I generate N1 numbers from uniform distribution using numpy python package from a certain interval e.g., [low,high] and combine with some non-uniform numbers from the same interval which can be repeated
Because I have only
54unique predefined numbers between[low,high]and pull out numbers from this data which are not generate from any uniform distribution. They are generate from some chaotic map.
Now, I test the uniformity of this resultant data:
data = np.concatenate((nonuniform_data, np.random.uniform(low, high, [N1])))

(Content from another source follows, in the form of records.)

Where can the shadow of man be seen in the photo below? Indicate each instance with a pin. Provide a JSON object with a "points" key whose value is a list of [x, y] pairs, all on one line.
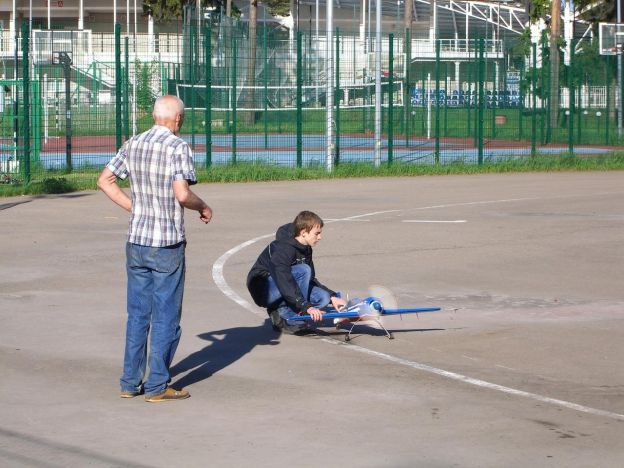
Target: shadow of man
{"points": [[226, 347]]}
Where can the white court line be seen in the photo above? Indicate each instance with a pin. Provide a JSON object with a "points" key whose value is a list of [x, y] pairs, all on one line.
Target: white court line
{"points": [[433, 221], [219, 279]]}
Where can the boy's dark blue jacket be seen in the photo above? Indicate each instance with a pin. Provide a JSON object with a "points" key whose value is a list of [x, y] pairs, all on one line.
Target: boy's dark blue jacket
{"points": [[276, 261]]}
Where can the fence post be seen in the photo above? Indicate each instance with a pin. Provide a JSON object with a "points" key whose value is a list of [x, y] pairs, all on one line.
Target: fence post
{"points": [[533, 103], [26, 99], [299, 98], [266, 89], [118, 76], [607, 110], [208, 92], [235, 65], [571, 101], [390, 99], [436, 153], [407, 96], [127, 91], [337, 99], [542, 91], [468, 99], [481, 103], [521, 99], [549, 130], [446, 88], [192, 76]]}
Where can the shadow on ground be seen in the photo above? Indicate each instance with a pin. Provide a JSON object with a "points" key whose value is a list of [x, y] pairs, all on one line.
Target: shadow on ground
{"points": [[226, 347]]}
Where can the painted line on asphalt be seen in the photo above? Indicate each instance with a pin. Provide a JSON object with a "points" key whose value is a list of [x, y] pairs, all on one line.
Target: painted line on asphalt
{"points": [[219, 279], [433, 221]]}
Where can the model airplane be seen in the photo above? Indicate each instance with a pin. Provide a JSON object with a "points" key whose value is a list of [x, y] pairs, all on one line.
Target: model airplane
{"points": [[358, 311]]}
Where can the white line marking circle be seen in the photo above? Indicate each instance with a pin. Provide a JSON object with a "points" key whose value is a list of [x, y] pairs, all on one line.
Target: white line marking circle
{"points": [[219, 279]]}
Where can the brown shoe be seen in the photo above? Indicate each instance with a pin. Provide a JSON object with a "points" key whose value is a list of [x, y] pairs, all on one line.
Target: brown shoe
{"points": [[168, 395]]}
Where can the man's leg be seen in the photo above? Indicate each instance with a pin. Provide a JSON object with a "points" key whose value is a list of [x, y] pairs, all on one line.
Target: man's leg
{"points": [[168, 271], [139, 305]]}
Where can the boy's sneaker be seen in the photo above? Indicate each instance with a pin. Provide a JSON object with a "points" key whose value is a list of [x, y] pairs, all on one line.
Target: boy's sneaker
{"points": [[169, 394], [276, 320], [289, 327]]}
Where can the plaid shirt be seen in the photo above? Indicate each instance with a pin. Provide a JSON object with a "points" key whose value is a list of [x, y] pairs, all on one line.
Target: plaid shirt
{"points": [[153, 160]]}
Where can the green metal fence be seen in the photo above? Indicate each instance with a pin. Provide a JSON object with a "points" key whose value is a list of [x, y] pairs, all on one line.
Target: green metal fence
{"points": [[66, 111]]}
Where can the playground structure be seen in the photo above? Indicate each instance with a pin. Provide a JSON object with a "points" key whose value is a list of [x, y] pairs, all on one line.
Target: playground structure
{"points": [[436, 100]]}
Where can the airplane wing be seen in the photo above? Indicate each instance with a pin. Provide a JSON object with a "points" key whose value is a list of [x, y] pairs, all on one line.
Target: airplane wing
{"points": [[413, 310]]}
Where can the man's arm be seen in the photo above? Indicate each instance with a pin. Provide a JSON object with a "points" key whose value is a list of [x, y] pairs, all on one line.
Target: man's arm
{"points": [[107, 182], [189, 200]]}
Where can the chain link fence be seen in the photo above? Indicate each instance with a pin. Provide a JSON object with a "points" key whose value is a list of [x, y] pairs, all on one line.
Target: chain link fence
{"points": [[68, 99]]}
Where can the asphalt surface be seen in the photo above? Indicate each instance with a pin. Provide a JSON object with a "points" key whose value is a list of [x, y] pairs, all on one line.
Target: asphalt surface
{"points": [[522, 367]]}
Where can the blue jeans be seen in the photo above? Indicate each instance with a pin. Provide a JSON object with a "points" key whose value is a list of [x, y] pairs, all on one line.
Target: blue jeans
{"points": [[155, 290], [302, 275]]}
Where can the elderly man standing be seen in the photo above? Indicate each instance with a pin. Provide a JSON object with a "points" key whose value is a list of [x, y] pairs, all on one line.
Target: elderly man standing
{"points": [[160, 166]]}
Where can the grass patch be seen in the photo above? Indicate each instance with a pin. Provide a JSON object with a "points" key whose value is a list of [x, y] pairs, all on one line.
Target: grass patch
{"points": [[258, 172]]}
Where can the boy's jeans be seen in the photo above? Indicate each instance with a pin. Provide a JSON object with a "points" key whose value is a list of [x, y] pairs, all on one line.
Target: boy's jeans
{"points": [[302, 275], [155, 290]]}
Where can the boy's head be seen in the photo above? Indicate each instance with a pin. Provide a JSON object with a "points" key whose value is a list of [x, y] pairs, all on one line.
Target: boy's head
{"points": [[308, 227]]}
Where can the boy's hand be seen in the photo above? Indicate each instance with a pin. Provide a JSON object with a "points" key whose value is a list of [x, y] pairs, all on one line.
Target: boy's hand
{"points": [[315, 313], [338, 303]]}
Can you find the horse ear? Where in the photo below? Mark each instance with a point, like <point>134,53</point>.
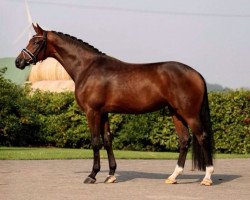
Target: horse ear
<point>37,28</point>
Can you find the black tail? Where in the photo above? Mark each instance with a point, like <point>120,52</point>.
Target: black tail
<point>197,153</point>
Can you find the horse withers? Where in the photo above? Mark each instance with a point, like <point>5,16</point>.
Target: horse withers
<point>105,85</point>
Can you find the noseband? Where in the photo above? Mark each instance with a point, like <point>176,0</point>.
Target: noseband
<point>33,56</point>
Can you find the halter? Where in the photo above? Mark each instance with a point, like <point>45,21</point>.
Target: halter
<point>33,56</point>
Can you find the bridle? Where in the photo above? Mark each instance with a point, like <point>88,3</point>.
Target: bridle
<point>33,56</point>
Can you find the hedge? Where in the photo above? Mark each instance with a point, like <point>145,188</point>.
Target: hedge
<point>54,119</point>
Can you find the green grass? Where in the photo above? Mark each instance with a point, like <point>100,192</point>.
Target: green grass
<point>23,153</point>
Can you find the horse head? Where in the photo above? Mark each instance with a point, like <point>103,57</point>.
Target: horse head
<point>35,50</point>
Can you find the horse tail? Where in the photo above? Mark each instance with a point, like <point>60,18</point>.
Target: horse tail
<point>197,152</point>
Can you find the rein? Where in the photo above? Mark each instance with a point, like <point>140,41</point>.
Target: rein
<point>33,56</point>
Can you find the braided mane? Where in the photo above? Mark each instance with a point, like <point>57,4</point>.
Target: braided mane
<point>79,42</point>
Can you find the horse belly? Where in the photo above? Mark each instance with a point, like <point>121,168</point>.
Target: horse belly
<point>136,101</point>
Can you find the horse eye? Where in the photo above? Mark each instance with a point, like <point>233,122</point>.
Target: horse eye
<point>35,42</point>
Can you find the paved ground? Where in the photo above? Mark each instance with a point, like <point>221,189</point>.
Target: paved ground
<point>137,179</point>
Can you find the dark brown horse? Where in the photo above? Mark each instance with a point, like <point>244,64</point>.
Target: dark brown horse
<point>106,85</point>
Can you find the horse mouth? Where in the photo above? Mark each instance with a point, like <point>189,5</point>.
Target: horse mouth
<point>21,63</point>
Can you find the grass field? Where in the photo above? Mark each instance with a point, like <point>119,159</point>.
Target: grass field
<point>21,153</point>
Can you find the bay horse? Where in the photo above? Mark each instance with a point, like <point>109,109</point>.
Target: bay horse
<point>105,85</point>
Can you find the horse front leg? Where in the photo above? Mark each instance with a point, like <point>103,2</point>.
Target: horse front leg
<point>107,141</point>
<point>94,123</point>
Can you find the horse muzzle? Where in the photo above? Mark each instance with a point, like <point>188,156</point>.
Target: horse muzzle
<point>21,63</point>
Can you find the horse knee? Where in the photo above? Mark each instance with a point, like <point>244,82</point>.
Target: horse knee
<point>96,145</point>
<point>202,138</point>
<point>184,143</point>
<point>107,141</point>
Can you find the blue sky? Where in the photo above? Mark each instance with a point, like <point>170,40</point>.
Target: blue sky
<point>211,36</point>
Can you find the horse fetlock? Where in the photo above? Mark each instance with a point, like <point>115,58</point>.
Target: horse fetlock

_stats, p = scipy_stats.kstest(data, scipy_stats.uniform(loc=low, scale=high - low).cdf)
# p -> 0.5287917616633173
And the p-value is always between 0-1 as expected. But to guarantee the null hypothesis (the mixed data follow or come from uniform distribution) this answer suggest to check "do the p-values come from a uniform distribution?"
I run the kstest (Kolmogorov–Smirnov test) for 2000 times to get p-values and plot the p-values:
which seems quite uniform,
_stats, p = scipy_stats.kstest(p_values, scipy_stats.uniform(loc=0, scale=1).cdf)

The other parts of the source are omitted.